The gun mercifully doesn’t go off. But the scene was drawn out just
long enough
by the director to make anybody watching an absolute basket case.
There’s just
one shot left. One with a bullet as they say.
His daughter
continues to play with the gun. She blissfully
points it away from herself so
that it points towards to car door. The second he
realizes that she has found it, she
pulls
the trigger again and the gun explodes. Unfortunately, Peter is
standing in the
line of fire just to the other side of the car and the bullet catches
him
square in the gut. The last shot is of him lying on the sidewalk
bleeding all over the place. Dying is what he originally wanted to do,
or is it?
God!
What a moving piece. Please! is a short film and only 15 minutes long
but I was glued to it as if watching one that was 2 hours long.
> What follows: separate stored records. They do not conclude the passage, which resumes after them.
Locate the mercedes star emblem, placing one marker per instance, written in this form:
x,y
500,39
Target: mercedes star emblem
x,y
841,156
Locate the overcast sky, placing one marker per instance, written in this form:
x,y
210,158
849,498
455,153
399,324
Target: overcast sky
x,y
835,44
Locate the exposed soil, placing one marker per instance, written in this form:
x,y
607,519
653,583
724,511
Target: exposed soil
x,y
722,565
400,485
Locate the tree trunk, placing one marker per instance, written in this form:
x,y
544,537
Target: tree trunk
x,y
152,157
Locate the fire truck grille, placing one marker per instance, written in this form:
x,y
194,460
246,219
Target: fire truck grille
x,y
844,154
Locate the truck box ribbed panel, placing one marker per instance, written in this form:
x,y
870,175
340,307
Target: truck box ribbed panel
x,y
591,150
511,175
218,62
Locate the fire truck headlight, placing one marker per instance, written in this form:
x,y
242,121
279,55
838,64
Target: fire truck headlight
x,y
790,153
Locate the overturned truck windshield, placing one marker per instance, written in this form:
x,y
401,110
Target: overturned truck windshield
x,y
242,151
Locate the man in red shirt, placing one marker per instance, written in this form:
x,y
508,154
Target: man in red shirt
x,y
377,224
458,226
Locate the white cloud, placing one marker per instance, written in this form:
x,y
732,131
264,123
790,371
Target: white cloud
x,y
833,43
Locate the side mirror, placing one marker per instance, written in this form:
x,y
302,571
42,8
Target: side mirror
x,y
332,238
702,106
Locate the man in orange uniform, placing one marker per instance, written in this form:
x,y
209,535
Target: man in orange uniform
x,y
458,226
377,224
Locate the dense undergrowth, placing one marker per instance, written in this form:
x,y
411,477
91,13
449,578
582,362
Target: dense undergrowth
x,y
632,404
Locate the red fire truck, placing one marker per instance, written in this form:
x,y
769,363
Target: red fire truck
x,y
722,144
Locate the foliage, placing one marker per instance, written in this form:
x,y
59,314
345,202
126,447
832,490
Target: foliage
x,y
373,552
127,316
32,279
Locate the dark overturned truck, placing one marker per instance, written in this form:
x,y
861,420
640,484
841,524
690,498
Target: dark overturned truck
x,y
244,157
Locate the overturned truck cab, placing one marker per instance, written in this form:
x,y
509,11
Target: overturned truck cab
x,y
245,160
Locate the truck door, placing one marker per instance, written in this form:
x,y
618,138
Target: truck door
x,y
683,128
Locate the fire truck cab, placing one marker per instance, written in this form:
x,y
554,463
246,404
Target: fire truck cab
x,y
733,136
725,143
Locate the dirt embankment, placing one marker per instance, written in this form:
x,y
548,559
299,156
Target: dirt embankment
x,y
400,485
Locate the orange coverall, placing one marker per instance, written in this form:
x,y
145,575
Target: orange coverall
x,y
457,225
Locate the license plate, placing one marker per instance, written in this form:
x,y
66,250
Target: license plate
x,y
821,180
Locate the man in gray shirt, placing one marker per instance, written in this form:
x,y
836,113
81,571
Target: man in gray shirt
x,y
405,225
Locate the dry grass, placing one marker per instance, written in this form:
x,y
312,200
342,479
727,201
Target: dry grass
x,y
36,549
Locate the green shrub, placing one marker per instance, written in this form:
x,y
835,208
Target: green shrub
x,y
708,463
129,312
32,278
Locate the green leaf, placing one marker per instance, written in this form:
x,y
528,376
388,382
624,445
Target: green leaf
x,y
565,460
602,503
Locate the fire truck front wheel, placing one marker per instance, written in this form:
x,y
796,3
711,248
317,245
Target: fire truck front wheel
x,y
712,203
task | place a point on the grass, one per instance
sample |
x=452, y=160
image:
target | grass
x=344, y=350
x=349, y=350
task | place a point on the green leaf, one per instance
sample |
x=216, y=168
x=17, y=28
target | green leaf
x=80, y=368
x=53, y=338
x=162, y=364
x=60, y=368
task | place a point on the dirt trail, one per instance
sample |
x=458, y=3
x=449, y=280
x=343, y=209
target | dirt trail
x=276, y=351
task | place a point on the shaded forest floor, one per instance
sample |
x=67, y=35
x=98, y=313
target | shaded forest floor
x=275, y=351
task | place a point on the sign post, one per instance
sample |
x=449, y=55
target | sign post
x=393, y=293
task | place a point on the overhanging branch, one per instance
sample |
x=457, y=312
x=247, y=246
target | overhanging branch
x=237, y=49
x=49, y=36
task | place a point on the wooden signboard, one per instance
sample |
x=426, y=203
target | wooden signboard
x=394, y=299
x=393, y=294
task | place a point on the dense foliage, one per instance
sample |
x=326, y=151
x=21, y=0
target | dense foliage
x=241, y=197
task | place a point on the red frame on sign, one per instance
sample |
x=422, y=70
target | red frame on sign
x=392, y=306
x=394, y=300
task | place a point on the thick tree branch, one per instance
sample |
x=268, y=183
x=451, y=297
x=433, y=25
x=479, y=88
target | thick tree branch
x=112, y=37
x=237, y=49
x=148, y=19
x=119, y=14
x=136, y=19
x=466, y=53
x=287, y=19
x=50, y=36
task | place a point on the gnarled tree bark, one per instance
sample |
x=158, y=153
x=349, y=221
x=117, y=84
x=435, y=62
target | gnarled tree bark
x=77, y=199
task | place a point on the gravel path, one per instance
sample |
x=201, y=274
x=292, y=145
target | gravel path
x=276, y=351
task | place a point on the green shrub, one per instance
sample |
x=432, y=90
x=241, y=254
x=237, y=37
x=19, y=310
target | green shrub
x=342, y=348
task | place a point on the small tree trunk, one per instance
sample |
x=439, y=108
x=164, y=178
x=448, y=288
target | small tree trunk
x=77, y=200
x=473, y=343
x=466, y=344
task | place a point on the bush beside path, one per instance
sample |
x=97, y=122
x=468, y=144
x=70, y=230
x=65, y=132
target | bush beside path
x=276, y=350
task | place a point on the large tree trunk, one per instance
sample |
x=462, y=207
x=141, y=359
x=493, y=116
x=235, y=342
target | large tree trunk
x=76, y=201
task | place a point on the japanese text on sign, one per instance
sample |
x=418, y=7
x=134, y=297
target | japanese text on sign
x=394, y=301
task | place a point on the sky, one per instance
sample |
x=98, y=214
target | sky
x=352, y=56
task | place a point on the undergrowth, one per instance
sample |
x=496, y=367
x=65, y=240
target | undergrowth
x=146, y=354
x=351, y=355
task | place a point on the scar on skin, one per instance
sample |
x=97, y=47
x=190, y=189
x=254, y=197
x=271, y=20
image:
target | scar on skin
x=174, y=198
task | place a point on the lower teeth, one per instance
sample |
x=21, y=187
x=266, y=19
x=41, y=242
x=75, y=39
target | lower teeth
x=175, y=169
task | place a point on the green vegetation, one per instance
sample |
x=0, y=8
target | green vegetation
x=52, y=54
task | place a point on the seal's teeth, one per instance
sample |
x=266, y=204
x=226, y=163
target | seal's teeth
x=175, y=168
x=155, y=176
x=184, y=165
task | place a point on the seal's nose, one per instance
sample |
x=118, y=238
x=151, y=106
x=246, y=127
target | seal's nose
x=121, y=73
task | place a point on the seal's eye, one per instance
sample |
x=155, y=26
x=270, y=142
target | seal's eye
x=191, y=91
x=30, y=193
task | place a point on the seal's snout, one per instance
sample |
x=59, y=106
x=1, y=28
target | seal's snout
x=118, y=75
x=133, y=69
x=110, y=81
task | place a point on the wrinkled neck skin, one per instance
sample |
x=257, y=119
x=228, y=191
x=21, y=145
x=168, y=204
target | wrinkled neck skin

Gerry's
characterization is brilliant here and it grabbed me the second he
opened his mouth. I wanted to find out what it was that caused this
man's life to fall so completely and utterly apart and when I did, I
truly felt sorry for him. That someone would be driven to suicide is
truly tragic - but when you feel that no one is listening to what you
have to say - some people are driven beyond anger and outrage to
suicide. The character is not helpless - just angry and depressed.
Everything that he has asked for before has been ignored, so now each
he time he asks and says "please" it is punctuated with a gun. The only
time it
is not - is when he is with his daughter near the end of the film.